The following points explain the potential benefits of vitamin K2, which still need more studies to prove them, and we mention the following:
  • A study published in the journal Osteoporosis International in 2013 indicated that taking vitamin K2 supplements, specifically the type MK-7, may help postmenopausal women reduce the risk of low bone density, while for other groups; Like men and children, more studies are still needed to confirm this effect.
  • A preliminary study published in the American Cancer Society Journal in 2006 indicated that a vitamin K2 analog, MK-4, may reduce the risk of recurrence of hepatocellular carcinoma and increase survival. These results, however, require more studies to prove them.
  • A study published in the Journal of Thrombosis and Haemostasis in 2015 indicated that the use of MK-7 supplements for up to 3 years improved arterial stiffness in women who did not suffer from any health problems and had menopause, and this effect was observed Also in women who suffer from a significant increase in this stiffness.
  • A study published in the Journal of Nutrition in 2004 indicated that consuming an adequate amount of vitamin K2 may be important in reducing the risk of coronary heart disease and the risk of death resulting from it, in addition to reducing the risk of atherosclerosis. This vitamin is associated with the activation of proteins that inhibit arterial calcification.

Vitamin K2 damage

Degree of safety of vitamin K2 used

Taking both types of vitamin K is considered; Vitamin K1 and vitamin K2 are often safe for most people when consumed appropriately, as their consumption does not cause any side effects when taking this vitamin in the daily recommended amount. However, some people may suffer from stomach upset or diarrhea, as pregnant or breastfeeding women. Consuming vitamin K during these two periods is often considered safe when taken in the recommended amount daily, but it is worth noting that you should avoid consuming high amounts of that without consulting a doctor.

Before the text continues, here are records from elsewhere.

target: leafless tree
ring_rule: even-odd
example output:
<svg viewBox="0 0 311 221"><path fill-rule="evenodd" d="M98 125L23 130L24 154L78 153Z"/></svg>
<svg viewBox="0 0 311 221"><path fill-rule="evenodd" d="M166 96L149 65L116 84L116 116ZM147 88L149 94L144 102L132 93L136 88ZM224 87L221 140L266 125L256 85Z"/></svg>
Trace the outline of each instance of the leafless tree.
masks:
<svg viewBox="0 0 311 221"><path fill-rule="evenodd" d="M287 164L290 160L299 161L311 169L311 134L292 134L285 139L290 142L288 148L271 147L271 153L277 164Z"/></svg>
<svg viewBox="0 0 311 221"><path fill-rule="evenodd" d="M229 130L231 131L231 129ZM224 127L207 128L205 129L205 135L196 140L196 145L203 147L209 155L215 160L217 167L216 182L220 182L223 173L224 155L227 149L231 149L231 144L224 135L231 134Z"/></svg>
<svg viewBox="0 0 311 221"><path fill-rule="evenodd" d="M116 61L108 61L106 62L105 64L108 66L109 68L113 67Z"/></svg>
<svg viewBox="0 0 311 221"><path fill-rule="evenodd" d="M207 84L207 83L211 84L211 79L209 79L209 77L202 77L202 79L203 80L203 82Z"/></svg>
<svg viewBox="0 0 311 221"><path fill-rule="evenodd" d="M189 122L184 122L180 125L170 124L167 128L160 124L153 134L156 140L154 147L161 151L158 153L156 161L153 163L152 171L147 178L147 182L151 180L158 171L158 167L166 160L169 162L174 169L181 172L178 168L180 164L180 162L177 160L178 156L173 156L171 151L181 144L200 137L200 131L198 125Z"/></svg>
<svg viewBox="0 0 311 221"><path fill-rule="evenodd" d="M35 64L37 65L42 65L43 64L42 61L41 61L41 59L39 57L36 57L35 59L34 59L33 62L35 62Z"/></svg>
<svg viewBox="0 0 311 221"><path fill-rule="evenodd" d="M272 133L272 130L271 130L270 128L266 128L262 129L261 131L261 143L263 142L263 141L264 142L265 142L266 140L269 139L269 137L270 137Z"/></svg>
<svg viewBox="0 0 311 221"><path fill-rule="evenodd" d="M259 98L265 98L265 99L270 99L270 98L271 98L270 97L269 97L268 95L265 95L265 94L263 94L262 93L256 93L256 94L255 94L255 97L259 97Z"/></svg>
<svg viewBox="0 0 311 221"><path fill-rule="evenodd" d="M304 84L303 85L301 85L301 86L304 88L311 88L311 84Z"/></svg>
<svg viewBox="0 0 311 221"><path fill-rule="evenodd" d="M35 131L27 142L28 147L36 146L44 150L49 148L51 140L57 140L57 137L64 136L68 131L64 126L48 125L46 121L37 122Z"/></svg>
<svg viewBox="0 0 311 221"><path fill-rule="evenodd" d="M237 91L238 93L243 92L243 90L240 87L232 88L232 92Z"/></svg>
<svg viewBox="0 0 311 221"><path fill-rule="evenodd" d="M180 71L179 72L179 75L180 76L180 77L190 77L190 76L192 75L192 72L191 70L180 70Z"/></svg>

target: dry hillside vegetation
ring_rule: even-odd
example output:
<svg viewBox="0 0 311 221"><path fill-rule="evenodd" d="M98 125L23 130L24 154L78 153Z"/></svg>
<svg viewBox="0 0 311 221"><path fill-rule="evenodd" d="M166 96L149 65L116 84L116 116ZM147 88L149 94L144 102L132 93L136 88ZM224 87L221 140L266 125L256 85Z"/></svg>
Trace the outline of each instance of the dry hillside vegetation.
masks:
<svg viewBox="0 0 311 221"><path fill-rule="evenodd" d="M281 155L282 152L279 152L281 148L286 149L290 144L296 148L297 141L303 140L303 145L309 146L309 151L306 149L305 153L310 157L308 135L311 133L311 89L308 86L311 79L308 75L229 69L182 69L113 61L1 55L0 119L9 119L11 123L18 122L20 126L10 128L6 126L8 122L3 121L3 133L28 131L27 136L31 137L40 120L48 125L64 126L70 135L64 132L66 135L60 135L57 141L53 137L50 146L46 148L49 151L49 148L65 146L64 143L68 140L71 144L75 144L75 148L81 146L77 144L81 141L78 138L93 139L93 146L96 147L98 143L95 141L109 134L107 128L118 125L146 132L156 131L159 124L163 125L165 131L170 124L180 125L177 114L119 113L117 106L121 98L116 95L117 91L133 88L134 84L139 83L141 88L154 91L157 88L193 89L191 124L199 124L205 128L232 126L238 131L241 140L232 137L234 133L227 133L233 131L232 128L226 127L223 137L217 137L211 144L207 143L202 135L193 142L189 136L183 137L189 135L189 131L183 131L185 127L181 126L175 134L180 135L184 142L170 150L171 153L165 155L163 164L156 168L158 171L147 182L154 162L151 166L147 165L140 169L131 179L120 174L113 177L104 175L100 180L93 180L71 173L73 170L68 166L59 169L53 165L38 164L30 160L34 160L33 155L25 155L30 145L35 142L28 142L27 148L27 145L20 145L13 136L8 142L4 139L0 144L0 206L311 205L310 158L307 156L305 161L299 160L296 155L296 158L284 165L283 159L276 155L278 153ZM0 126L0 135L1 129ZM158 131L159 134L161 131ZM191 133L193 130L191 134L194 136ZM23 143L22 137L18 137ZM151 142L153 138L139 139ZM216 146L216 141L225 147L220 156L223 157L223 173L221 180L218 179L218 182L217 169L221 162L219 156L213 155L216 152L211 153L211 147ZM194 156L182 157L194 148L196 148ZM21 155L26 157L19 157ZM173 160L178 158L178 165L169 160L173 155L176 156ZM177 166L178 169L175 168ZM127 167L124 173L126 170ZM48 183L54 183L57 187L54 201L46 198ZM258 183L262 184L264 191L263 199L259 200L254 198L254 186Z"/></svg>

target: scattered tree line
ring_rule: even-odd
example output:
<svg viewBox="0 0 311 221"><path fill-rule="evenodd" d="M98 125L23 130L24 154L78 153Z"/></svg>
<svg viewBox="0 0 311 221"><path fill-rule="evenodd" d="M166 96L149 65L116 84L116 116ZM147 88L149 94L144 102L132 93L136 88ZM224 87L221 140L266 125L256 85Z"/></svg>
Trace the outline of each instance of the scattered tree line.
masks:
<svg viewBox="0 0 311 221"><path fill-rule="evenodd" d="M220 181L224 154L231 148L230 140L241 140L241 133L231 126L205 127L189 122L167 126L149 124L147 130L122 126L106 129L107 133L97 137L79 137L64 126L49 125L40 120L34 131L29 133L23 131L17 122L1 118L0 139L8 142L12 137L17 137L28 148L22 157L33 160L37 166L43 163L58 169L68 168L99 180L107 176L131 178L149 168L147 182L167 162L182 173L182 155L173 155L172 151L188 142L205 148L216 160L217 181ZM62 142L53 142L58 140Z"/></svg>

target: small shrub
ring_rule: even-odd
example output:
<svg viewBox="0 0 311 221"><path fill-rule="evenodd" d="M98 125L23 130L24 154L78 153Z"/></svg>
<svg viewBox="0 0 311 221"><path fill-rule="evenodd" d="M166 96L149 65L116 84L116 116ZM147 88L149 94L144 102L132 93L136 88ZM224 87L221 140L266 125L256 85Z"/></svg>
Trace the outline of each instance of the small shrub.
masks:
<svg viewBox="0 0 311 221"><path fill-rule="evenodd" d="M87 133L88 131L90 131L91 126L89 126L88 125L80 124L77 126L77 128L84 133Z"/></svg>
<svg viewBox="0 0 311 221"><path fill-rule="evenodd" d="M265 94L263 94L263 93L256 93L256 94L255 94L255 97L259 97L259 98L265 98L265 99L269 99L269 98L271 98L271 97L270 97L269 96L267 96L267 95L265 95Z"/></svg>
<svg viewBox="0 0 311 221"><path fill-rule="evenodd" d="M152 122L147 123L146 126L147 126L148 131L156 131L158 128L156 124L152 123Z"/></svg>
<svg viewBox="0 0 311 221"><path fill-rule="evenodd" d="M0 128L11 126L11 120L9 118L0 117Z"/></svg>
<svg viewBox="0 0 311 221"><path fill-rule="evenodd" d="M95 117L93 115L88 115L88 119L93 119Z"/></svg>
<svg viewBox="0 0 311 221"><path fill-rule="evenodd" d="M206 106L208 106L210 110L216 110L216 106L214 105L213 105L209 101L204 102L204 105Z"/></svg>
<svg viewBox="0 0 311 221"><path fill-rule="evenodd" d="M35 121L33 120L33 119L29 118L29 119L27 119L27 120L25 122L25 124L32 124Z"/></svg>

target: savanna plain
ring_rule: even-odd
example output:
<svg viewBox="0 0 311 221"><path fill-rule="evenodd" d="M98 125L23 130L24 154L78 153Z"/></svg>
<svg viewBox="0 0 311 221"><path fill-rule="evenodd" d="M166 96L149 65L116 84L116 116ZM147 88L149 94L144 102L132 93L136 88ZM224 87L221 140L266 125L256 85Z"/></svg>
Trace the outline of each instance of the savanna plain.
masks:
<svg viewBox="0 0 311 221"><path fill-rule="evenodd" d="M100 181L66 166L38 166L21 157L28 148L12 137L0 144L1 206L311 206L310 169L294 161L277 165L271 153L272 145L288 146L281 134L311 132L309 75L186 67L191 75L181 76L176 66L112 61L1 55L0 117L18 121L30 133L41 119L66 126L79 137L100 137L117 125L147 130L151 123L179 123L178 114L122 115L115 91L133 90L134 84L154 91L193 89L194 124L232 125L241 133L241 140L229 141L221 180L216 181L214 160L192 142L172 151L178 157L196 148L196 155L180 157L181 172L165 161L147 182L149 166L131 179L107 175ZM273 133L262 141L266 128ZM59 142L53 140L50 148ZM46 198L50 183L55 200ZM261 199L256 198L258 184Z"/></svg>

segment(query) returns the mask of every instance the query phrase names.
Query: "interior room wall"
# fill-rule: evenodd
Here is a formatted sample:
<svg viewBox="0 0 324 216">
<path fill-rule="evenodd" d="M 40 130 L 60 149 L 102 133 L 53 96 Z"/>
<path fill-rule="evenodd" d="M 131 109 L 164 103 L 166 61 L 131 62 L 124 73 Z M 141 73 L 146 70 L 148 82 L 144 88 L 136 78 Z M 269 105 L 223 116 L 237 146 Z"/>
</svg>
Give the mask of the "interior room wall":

Cautions for using vitamin K2

Vitamin K is associated with certain precautions when consumed by some groups. Some of them are mentioned below:

  • Kidney patients: Taking vitamin K in large quantities may be harmful to a kidney patient who is undergoing dialysis.
  • Liver disease: High doses of vitamin K may exacerbate clotting problems in patients with severe liver disease.
  • People with a decrease in bile secretion: bile salts supplements must be taken when consuming vitamin K to ensure the absorption of this vitamin.

Vitamin K2 drug interactions

Vitamin K interferes with warfarin and reduces its effect. Where vitamin K helps blood clotting, while warfarin contributes to slowing its clotting, and therefore it is recommended to consult a doctor for the possibility of the need to change drug doses.